Why This Case Matters
This vulnerability is important for two reasons:
- It’s a classic “small math” bug. Rounding errors and integer edge cases have caused millions in losses historically, but they are notoriously hard for humans to catch reliably. They hide in helper functions and only reveal themselves at the extremes.
- It’s the first publicly reported multi-million-dollar case caught by an AI auditor. Until now, AI systems in security have been mostly discussed as theory or demo-ware. This incident showed that AI can uncover real, material vulnerabilities in production-level code.
Looking Forward
The lesson isn’t that AI replaces auditors. It’s that AI can do what humans can’t: hammer the code with edge cases endlessly, surface strange mismatches, and hand researchers leads to investigate.

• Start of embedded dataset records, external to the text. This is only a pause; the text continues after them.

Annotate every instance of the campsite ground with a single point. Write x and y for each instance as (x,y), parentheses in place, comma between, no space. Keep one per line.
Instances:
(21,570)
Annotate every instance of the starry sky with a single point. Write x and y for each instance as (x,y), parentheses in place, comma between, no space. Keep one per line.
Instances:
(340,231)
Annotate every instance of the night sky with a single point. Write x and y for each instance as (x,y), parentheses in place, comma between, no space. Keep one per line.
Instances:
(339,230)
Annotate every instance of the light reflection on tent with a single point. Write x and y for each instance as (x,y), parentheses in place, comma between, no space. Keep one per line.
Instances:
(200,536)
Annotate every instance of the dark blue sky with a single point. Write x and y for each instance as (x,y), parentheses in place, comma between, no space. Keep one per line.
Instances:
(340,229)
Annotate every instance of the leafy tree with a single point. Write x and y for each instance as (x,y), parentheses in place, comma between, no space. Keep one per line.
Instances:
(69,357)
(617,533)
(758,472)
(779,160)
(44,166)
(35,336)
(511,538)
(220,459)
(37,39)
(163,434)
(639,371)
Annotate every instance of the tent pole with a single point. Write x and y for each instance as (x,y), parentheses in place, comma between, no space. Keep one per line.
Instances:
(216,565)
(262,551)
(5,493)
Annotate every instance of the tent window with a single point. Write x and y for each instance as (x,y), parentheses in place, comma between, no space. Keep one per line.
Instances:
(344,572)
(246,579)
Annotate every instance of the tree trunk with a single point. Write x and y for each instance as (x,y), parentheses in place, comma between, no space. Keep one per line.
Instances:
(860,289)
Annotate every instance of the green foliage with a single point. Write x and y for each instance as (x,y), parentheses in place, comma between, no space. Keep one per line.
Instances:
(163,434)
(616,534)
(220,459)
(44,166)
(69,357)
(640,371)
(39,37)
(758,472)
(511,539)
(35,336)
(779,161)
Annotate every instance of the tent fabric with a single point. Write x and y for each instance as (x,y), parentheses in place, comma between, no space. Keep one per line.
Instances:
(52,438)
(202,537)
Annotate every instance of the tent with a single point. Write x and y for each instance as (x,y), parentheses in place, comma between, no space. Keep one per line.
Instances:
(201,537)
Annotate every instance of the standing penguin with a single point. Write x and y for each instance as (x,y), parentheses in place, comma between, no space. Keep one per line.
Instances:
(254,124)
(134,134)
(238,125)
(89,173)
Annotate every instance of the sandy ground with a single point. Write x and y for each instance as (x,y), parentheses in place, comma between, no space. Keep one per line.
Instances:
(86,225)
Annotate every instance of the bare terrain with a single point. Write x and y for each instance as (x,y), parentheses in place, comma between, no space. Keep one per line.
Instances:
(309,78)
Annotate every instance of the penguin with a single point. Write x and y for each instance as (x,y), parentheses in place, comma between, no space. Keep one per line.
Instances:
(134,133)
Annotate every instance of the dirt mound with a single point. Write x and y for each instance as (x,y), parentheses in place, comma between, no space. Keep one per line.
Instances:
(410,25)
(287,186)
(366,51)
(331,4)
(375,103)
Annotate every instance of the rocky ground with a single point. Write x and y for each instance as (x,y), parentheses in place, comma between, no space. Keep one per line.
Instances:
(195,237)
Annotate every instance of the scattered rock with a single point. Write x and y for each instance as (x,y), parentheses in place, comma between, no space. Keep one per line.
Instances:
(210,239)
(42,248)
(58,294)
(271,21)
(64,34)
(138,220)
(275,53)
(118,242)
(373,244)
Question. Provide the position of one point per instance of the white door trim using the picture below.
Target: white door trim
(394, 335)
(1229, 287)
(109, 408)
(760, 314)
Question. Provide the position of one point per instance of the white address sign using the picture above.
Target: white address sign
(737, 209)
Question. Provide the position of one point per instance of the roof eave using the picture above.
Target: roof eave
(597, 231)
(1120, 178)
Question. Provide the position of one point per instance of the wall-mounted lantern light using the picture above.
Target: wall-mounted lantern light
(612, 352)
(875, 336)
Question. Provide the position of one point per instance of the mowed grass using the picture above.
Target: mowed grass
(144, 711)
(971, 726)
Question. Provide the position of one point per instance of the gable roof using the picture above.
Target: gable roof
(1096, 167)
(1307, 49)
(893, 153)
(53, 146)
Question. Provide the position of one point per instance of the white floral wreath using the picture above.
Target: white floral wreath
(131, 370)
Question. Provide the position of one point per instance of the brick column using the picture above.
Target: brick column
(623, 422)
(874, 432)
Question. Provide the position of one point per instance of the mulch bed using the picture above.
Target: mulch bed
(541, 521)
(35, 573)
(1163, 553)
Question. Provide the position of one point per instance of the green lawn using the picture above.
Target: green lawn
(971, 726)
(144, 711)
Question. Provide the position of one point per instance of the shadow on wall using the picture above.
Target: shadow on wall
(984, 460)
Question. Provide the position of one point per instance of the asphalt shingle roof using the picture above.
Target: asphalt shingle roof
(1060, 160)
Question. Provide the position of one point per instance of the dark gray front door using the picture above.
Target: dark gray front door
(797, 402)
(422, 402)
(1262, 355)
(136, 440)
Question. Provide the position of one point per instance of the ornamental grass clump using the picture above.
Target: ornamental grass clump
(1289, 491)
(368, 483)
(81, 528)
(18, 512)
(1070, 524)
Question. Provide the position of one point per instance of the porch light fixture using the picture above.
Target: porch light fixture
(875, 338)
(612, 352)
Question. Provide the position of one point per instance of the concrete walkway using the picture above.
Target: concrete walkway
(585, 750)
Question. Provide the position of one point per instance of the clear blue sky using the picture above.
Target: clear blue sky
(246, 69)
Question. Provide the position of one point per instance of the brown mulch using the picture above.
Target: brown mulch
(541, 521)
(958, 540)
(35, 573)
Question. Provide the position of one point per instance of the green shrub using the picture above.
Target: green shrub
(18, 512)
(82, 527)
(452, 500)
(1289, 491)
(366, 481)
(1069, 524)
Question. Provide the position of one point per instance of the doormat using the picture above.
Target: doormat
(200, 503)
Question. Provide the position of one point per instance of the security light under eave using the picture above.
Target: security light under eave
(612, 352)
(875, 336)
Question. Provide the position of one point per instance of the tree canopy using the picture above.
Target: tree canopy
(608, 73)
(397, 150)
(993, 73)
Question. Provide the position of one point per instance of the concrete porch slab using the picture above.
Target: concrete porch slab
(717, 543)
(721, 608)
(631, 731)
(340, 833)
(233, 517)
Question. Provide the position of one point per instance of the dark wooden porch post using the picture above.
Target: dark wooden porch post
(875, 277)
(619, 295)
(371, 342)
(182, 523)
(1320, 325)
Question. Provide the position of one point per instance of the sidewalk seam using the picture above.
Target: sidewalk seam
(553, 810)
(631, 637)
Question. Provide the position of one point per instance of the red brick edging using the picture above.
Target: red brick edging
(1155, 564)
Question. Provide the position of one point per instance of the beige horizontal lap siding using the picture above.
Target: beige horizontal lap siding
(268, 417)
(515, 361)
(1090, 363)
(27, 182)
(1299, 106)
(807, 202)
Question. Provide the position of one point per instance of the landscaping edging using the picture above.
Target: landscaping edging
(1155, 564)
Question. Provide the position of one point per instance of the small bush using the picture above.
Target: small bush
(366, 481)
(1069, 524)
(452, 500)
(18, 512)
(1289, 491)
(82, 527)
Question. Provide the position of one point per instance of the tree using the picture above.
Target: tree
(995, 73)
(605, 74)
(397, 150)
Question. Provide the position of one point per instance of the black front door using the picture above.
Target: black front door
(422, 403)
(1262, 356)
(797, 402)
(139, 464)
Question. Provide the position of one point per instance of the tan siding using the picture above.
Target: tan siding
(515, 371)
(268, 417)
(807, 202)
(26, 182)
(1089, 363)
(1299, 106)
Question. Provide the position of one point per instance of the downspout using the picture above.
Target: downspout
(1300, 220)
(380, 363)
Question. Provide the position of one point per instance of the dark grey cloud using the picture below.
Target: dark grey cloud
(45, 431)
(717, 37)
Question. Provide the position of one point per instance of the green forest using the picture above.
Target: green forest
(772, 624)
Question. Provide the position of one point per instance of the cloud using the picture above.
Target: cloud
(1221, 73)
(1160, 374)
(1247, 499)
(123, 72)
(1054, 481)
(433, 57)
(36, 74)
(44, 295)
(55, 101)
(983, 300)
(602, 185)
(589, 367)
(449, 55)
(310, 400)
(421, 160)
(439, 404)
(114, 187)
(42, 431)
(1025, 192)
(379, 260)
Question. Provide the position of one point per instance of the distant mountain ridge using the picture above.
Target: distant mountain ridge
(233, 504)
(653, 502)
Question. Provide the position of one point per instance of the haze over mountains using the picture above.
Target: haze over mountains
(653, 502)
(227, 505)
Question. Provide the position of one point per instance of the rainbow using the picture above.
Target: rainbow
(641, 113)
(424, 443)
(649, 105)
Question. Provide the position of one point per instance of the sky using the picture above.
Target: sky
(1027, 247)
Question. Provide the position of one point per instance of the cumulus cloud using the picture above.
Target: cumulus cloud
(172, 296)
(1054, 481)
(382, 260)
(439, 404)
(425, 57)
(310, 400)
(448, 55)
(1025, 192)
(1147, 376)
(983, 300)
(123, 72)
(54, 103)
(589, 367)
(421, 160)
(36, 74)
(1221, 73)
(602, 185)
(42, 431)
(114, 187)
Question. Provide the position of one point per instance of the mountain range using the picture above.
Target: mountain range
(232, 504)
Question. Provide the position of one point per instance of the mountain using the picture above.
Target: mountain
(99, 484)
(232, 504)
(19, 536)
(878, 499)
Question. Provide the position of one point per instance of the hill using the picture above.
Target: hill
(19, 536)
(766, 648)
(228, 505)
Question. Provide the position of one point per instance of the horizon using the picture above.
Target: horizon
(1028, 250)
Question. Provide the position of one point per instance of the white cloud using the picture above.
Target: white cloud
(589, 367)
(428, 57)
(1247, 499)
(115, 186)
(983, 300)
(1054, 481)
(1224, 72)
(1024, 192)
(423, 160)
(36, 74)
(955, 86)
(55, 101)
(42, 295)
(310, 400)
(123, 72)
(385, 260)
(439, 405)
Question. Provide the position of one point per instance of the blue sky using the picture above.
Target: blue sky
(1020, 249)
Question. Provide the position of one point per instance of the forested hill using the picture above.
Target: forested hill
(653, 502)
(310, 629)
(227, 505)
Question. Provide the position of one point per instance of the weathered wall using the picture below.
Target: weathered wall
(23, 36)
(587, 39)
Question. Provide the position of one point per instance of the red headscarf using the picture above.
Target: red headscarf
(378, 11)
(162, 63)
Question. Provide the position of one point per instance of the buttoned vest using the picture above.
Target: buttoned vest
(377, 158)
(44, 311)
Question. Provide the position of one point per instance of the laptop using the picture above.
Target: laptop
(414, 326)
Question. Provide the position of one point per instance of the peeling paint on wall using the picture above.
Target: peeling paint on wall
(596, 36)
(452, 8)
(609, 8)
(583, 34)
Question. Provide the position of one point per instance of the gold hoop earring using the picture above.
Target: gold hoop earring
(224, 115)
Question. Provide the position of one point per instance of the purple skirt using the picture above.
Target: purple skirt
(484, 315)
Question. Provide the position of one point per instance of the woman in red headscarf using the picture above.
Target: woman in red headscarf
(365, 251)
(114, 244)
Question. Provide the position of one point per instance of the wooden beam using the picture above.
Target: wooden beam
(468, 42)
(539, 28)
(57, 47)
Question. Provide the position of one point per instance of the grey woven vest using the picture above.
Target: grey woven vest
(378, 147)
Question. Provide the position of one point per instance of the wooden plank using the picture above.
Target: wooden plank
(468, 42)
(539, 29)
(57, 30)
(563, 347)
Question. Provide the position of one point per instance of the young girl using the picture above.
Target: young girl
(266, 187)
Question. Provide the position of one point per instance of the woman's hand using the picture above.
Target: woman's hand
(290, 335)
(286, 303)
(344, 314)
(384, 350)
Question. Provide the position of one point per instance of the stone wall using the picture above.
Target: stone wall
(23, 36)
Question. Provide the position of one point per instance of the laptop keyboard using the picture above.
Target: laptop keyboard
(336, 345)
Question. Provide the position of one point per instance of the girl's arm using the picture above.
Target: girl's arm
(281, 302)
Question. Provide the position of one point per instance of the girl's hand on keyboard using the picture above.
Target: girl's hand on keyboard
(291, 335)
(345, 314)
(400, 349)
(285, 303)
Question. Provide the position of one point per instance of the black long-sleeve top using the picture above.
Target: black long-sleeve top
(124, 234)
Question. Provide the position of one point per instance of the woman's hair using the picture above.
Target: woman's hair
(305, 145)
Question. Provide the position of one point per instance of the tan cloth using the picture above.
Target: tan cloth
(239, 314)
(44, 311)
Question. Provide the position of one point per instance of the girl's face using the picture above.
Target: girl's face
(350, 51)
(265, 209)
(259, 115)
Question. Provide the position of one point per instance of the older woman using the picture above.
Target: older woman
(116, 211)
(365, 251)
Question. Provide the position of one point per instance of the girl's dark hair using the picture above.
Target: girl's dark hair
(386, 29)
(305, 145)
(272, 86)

For teams shipping smart contracts, the implication is clear. One-off audits are necessary, but they’re not enough. Code changes happen constantly, and new vulnerabilities appear every time logic shifts. Continuous, automated analysis gives another layer of defense - a way to catch the small math errors before they turn into multi-million-dollar exploits.
Sherlock AI’s identification of this $2M reserve-drain bug is a milestone in that direction. It’s not hype. It’s a concrete case where AI prevented a protocol from launching with a fatal flaw.